Bericht fordert "tiefgreifende Dekonstruktion" von Geschlechterrollen in Familien

Daher müsse in allen Familien eine „tiefgreifende Dekonstruktion stattfinden, um diese Verzerrungen zu beseitigen und neue egalitäre Modelle sowohl für Jungen als auch für Mädchen anzubieten“, fordert der Bericht. Neben Familien seien auch Schulen und digitale Medien die Orte, an denen Gender-Stereotype reproduziert würden, so der Bericht. Bei Instagram würden Frauen häufig in einer Mutterrolle dargestellt – jung, schwanger, mit kleinen Kindern.

Laut dem 40-seitigen Bericht glauben 70 Prozent der männlichen und 63 Prozent der weiblichen Franzosen „immer noch“, dass ein Mann finanziell für seine Familie sorgen muss, um in der Gesellschaft respektiert zu werden. auch bei Frauen seien Rollenstereotype eher gestiegen als gesunken: Sieben Prozent mehr Frauen als im Vorjahr finden, dass es normal ist, dass Frauen aufhören zu arbeiten, um sich um ihre Kinder zu kümmern. Mehr als die Hälfte der Bevölkerung finde es „immer noch normal oder positiv“, dass eine Frau jeden Tag für die ganze Familie kocht.

Gleichzeitig bewerten 88 Prozent der Franzosen es negativ, wenn ein Mann seine Partnerin ohrfeigt (+ vier Prozentpunkte). 62 Prozent halten es für inakzeptabel, wenn ein Mann gegen den Willen seiner Partnerin darauf besteht, mit ihr Sex zu haben (+ vier Prozentpunkte).

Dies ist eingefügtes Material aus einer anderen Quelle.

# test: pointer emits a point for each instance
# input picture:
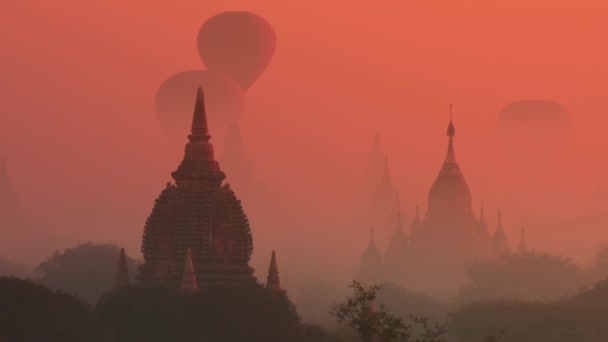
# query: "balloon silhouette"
(534, 132)
(224, 101)
(240, 44)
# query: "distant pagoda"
(199, 213)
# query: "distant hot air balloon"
(224, 101)
(534, 131)
(241, 44)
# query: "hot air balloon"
(224, 101)
(535, 137)
(240, 44)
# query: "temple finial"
(122, 272)
(189, 283)
(451, 130)
(273, 282)
(200, 129)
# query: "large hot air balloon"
(241, 44)
(536, 141)
(224, 101)
(534, 131)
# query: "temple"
(273, 283)
(371, 263)
(432, 256)
(198, 216)
(122, 272)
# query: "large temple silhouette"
(197, 226)
(432, 256)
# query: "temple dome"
(450, 193)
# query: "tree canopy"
(87, 270)
(32, 312)
(527, 276)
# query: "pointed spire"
(122, 272)
(273, 282)
(450, 158)
(499, 217)
(399, 227)
(189, 283)
(371, 247)
(200, 130)
(522, 242)
(417, 214)
(386, 173)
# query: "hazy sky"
(86, 151)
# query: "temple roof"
(372, 249)
(273, 282)
(199, 160)
(122, 272)
(450, 193)
(189, 283)
(499, 235)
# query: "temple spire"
(273, 282)
(122, 272)
(200, 129)
(399, 227)
(450, 158)
(189, 283)
(521, 248)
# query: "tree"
(375, 323)
(522, 276)
(216, 313)
(599, 268)
(32, 312)
(87, 270)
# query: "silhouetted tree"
(523, 276)
(376, 323)
(87, 270)
(599, 268)
(32, 312)
(8, 268)
(405, 303)
(216, 313)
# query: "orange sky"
(78, 126)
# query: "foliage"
(218, 313)
(32, 312)
(577, 318)
(373, 323)
(405, 303)
(599, 268)
(525, 276)
(8, 268)
(87, 270)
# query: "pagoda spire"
(521, 248)
(399, 226)
(371, 247)
(189, 283)
(273, 282)
(122, 272)
(450, 157)
(200, 129)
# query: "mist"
(87, 154)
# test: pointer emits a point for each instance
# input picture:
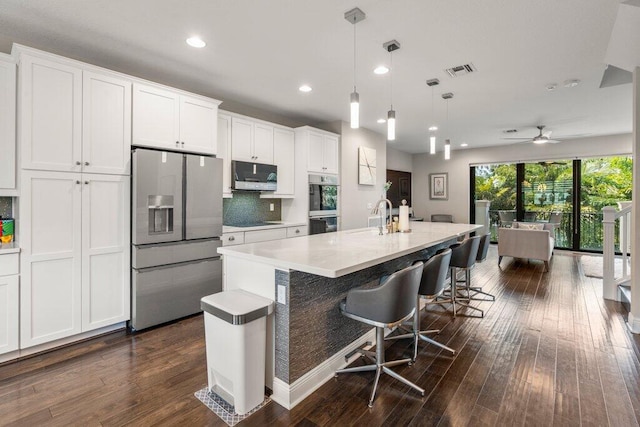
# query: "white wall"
(399, 160)
(461, 160)
(354, 197)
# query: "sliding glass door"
(604, 182)
(547, 195)
(567, 193)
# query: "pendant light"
(432, 137)
(354, 16)
(390, 46)
(447, 142)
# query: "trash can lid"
(237, 306)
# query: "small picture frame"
(439, 186)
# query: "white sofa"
(527, 240)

Fehlende Fortschritt nach „Jahren des feministischen Kampfes“

Sexismus definiert der Bericht als eine „Vorstellung von der Welt, die auf der Ungleichheit von Frauen und Männern beruht und als natürlich angesehen wird. Er ist die Quelle aller Geschlechterstereotypen. Sexismus erzeugt nicht nur Ungleichheiten, sondern auch sexistische und sexuelle Gewalt.“ Er werde Kindern von klein auf durch Familie, Schule und die digitalen Medien eingeimpft. „Trotz einer immer größeren Sensibilität für Ungleichheiten in der jungen Generation halten sich sexistische Klischees und Stereotypen hartnäckig. Dieser fehlende Fortschritt nach Jahren des feministischen Kampfes kann kollektiv nur als Rückschritt erlebt werden!“, bedauert der Bericht. 

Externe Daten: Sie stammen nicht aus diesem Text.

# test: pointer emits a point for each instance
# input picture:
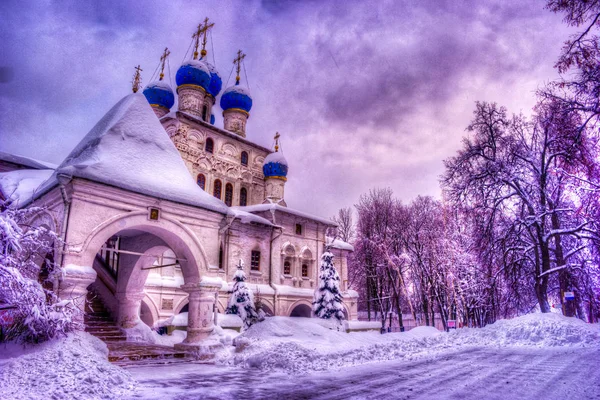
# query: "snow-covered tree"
(241, 301)
(327, 302)
(36, 312)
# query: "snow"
(363, 325)
(128, 148)
(248, 218)
(304, 345)
(341, 245)
(25, 161)
(19, 186)
(74, 367)
(276, 158)
(276, 207)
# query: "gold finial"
(205, 30)
(137, 79)
(277, 136)
(201, 31)
(163, 59)
(238, 61)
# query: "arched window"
(305, 270)
(287, 268)
(210, 145)
(217, 189)
(229, 194)
(221, 257)
(243, 197)
(201, 181)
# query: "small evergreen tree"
(327, 302)
(37, 314)
(241, 301)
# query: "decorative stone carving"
(235, 121)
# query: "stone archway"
(302, 311)
(143, 241)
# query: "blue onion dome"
(193, 72)
(236, 96)
(215, 85)
(159, 93)
(275, 166)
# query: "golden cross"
(202, 30)
(137, 79)
(238, 61)
(277, 136)
(205, 30)
(163, 59)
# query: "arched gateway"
(141, 242)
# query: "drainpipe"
(63, 180)
(276, 292)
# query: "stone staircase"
(99, 323)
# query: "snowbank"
(19, 186)
(74, 367)
(540, 330)
(304, 345)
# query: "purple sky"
(365, 94)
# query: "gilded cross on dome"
(201, 32)
(163, 59)
(238, 61)
(277, 136)
(137, 79)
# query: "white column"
(73, 285)
(200, 313)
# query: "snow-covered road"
(473, 373)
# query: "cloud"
(364, 93)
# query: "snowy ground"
(531, 357)
(473, 373)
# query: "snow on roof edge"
(277, 207)
(26, 161)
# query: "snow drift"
(74, 367)
(303, 345)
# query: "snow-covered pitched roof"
(341, 245)
(26, 161)
(18, 186)
(128, 148)
(247, 218)
(287, 210)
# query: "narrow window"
(221, 257)
(201, 181)
(229, 194)
(243, 197)
(287, 268)
(217, 189)
(255, 261)
(304, 270)
(210, 145)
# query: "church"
(156, 206)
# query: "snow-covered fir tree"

„Maskulinistische Reflexe halten sich hartnäckig, insbesondere, auch in diesem Jahr, bei Männern im Alter von 25-34 Jahren. Umgekehrt gewinnen die Aufforderungen an Frauen, weiblich und mütterlich zu sein, an Boden, auch unter den Frauen selbst.“

Unter Maskulinismus versteht der Bericht eine „konservative oder reaktionäre soziale Bewegung, die behauptet, dass Männer unter einer Identitätskrise leiden, weil Frauen im Allgemeinen und Feministinnen im Besonderen die Gesellschaft und ihre Institutionen dominieren“. Immer mehr junge Männer seien der Meinung, dass es in der heutigen Gesellschaft schwierig ist, ein Mann zu sein oder haben das Gefühl, aufgrund ihres Geschlechts weniger gut behandelt worden zu sein.

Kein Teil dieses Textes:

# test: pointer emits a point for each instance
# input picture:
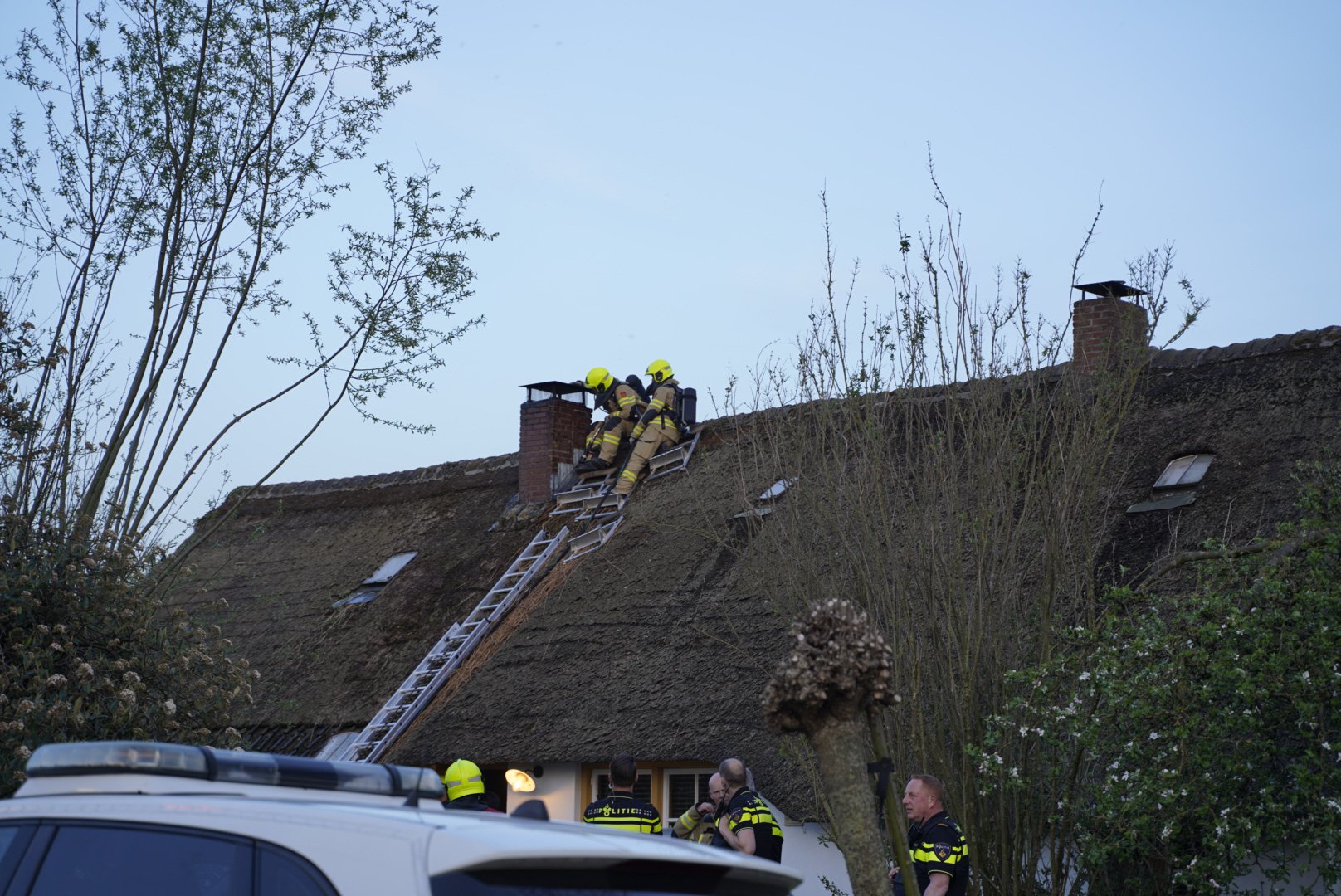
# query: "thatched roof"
(291, 550)
(659, 644)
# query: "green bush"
(1194, 735)
(85, 656)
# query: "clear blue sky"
(653, 174)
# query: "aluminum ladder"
(451, 650)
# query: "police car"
(157, 820)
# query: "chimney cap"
(1109, 289)
(555, 389)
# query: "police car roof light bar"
(266, 769)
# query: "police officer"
(622, 811)
(622, 406)
(935, 841)
(659, 426)
(747, 825)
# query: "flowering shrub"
(1194, 737)
(84, 656)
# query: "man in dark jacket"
(747, 825)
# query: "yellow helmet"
(598, 380)
(463, 777)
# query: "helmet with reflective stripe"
(461, 778)
(598, 380)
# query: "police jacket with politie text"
(624, 811)
(749, 811)
(938, 846)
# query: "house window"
(1184, 471)
(373, 585)
(641, 787)
(684, 787)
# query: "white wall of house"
(561, 787)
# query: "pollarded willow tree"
(173, 150)
(948, 476)
(178, 147)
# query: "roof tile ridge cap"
(435, 472)
(1299, 341)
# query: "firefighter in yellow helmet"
(659, 426)
(464, 787)
(622, 406)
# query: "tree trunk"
(841, 752)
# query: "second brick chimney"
(554, 424)
(1105, 326)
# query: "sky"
(653, 172)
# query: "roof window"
(1177, 486)
(373, 585)
(764, 502)
(1184, 471)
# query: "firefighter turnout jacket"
(624, 408)
(657, 426)
(624, 811)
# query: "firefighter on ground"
(622, 406)
(464, 787)
(659, 426)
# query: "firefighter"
(747, 825)
(622, 404)
(699, 822)
(464, 786)
(659, 426)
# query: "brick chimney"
(1107, 325)
(554, 426)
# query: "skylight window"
(1177, 486)
(373, 585)
(1184, 471)
(768, 498)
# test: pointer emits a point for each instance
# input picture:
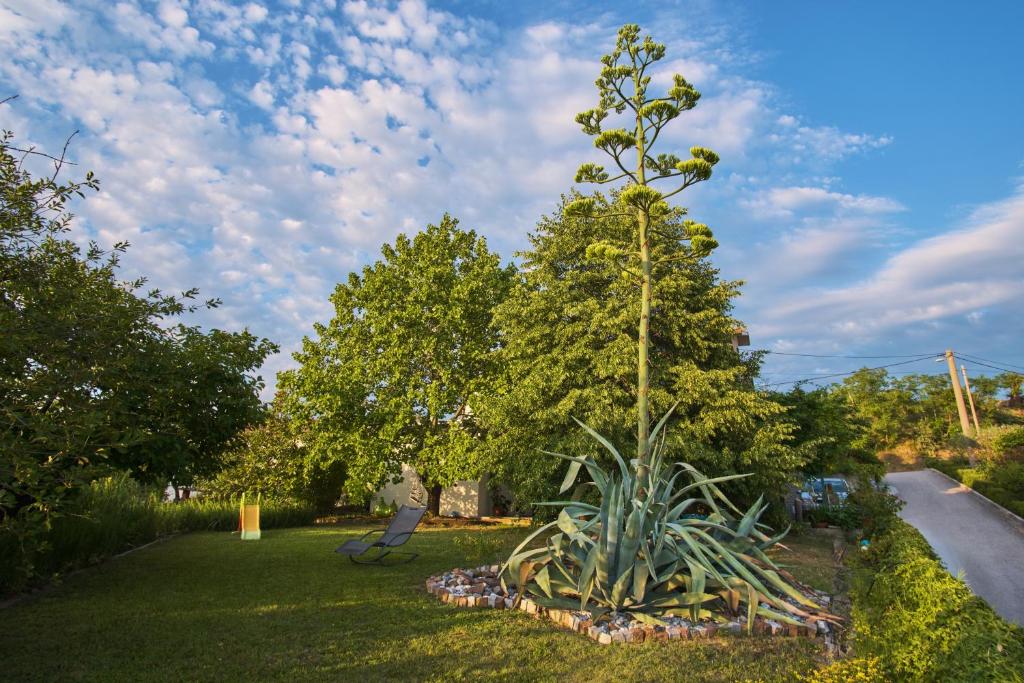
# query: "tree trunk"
(434, 499)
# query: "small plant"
(383, 509)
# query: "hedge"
(1000, 482)
(115, 514)
(912, 621)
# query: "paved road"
(969, 535)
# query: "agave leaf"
(555, 602)
(778, 616)
(543, 580)
(640, 575)
(747, 523)
(620, 588)
(684, 600)
(752, 607)
(588, 588)
(631, 540)
(528, 539)
(570, 474)
(566, 523)
(607, 444)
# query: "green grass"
(208, 606)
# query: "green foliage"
(924, 624)
(271, 459)
(1010, 442)
(209, 607)
(567, 340)
(854, 670)
(116, 513)
(914, 408)
(391, 378)
(1012, 382)
(829, 433)
(622, 88)
(384, 509)
(487, 548)
(673, 551)
(93, 372)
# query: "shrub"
(924, 624)
(117, 513)
(855, 670)
(1010, 442)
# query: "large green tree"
(568, 337)
(394, 377)
(623, 87)
(93, 372)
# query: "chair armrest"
(391, 542)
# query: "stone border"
(479, 588)
(1012, 517)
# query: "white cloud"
(369, 120)
(960, 272)
(784, 202)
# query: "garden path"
(970, 535)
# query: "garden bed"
(480, 588)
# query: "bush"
(854, 670)
(271, 460)
(117, 513)
(1010, 442)
(924, 624)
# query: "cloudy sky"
(870, 194)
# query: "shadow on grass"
(208, 606)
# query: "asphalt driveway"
(969, 535)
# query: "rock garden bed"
(479, 587)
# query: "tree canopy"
(622, 86)
(567, 333)
(94, 373)
(394, 377)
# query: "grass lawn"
(208, 606)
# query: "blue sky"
(870, 194)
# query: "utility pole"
(970, 397)
(961, 408)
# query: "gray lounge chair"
(396, 534)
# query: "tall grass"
(115, 514)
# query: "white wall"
(465, 499)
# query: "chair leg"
(379, 558)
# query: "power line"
(979, 359)
(825, 377)
(824, 355)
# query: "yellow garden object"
(249, 520)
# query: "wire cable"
(824, 355)
(979, 360)
(825, 377)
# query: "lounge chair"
(396, 534)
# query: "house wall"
(465, 499)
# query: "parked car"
(824, 492)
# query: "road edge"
(1015, 519)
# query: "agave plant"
(648, 554)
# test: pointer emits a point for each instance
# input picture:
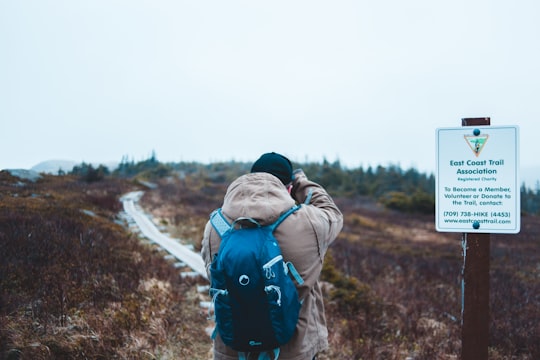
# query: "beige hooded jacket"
(304, 238)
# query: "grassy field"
(75, 284)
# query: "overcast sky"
(363, 82)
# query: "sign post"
(477, 193)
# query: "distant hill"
(53, 166)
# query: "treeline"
(404, 190)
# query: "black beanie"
(275, 164)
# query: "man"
(304, 237)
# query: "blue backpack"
(256, 304)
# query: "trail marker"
(477, 193)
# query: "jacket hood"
(258, 195)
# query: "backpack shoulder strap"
(218, 221)
(283, 216)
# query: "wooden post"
(475, 286)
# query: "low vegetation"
(76, 284)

Ungleichheiten gehen zu Lasten der Frau

Aber laut der Befragten fanden es auch junge Frauen im Alter von 25 bis 34 im Jahr 2023 noch schwieriger, eine Frau in der Gesellschaft zu sein, als im Vorjahr. Der Gleichstellungsrat hält fest: „Es ist offensichtlich, dass diese Ungleichheiten zu Lasten der Frauen gehen, da es in der heutigen Gesellschaft schwieriger ist, eine Frau zu sein als ein Mann.“

Die Zahlen zur sexuellen Gewalt gegenüber Frauen sind im Vergleich zum Vorjahr gesunken oder gleichgeblieben. Wie schon 2022 gaben 37 Prozent der Frauen – fast jede zweite in der Altersgruppe der 25- bis 49-Jährigen an, im Bereich der Sexualität gegen ihren Willen zu etwas gebracht worden zu sein, etwa zu ungeschütztem Geschlechtsverkehr auf Drängen des Partners oder zu Geschlechtsverkehr unter Alkohol- oder Drogeneinfluss ohne ihre explizite Zustimmung.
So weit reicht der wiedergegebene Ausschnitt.